Czy ktoras z Was sposowala moze ten lek przeciwbakteryjny Macmiror 500 complex.?
Po zastosowaniu bylam cala zalana tym lekiem na kolor zolty? Czy to znaczy ze dobrze sie wchlania i czy tak ma byc?
Pamela.Mokra, pod koniec ciąży badanie GBS wykazało, że jestem nosicielką gronkowca złocistego. Brałam więc dopochwowo Macmiror 500. Po zaaplikowaniu globulki powinnaś poleżeć choć przez kilkanaście minut, a najlepiej brać ją przez samym snem i już w miarę możliwości nie wstawać. Pamiętam, że czasem na wkładce była żółtawa wydzielina, ale mimo to udało mi się zaleczyć gronkowca, co jednoznacznie udowodniły wyniki badań po porodzie
Chyba coś Ci się przyplątało?Tak miałam go kiedyś przepisany.Nie wiem czy tak ma być,ale mi się wydawało,że ta globulka mi wyleciała i nie zadziała.Myślę,że może trzeba ją włożyć głębiej albo po prostu tak ona się rozpuszcza.Ten lek strasznie brudzi bieliznę.
Pamiętaj o probiotykach np. Trivagin ,Lacibios Femina.
Nie ja musze ja zazywac ze wzgledu na ten krazek… Raz na tydzień zeby wlasnie nic sie nie przyplatalo.
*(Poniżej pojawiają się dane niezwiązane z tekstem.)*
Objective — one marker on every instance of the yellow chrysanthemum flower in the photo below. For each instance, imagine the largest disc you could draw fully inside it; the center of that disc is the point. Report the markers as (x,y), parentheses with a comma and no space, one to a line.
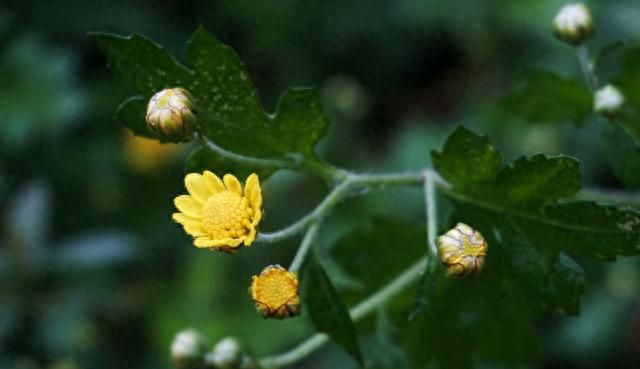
(275,293)
(219,214)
Po zaaplikowaniu poszlam spac na 3 godz w poludnie a jak wstalam to praktycznie wylecialo ze mnie duzo zoltej mazi… I teraz na wkladce tez mam zolte plamy.
Niestety musze ja aplikowac w południe bo rano i wieczorem biore luteine i niestety gleboko nie moge ja wlozyc bo czuje ten krazek i boje sie tam cos ruszac…
Stosowałam go tylko przez jedną kurację i zawsze na noc. Faktycznie rano nie zawsze, ale dość często większość wypływa. Na pewno plus za kształt, bo są dość łatwe w aplikacji, ja np. nie lubię gynalginu, bo w aplikacji najdelikatniejszy ani najłatwiejszy nie jest, przynajmniej dla mnie .
Ja stosowałam dwukrotnie w tej ciąży, za każdym razem na noc aplikowałam, a jak tylko wstawałam, to zawsze sporo żółtej mazi wypływało. Ale pomagał mi na infekcje. Miałam na 8 dni za każdym razem przepisane. Ten przynajmniej nie piecze jak wypływa… Bo teraz ma co tydzień gynofemidazol i jak jest infekcja to ok, a jak już profilaktycznie, to piecze jak wypływa.
No to dobrze bo juz myslalam ze cos nie tak:) a na ulotce nic nie jest wspomniane…
Mimo ,że aplikowałam go na noc to rano miałam wrażenie ,że wszystko wyleciało i pobrudziło mi bieliznę.
Mi to cala wkladka przeciekla . dobrze ze poscieli nie ubrudzilam.
gudrun, to ja myślałam zawsze, że jak piecze tzn. że jest podrażnienie i lek działa… Tak samo jeśli chodzi o wypłynięcie, to mam taką teorię, że jak jest co leczyć to go wypływa mniej.
Mi tak zawsze mowiono z luteina dopochwowa ze jezeli wyplywa to organizm pobiera tyle ile trzeba a reszte wydala w postaci wlasnie tych “wyciekow”.
Mi ten lek to jeszcze dzisiaj 3 dzień i dalej po trochu cos wycieka. Zapytam się mojego lekarza moze o inny bo ten jest tragiczny.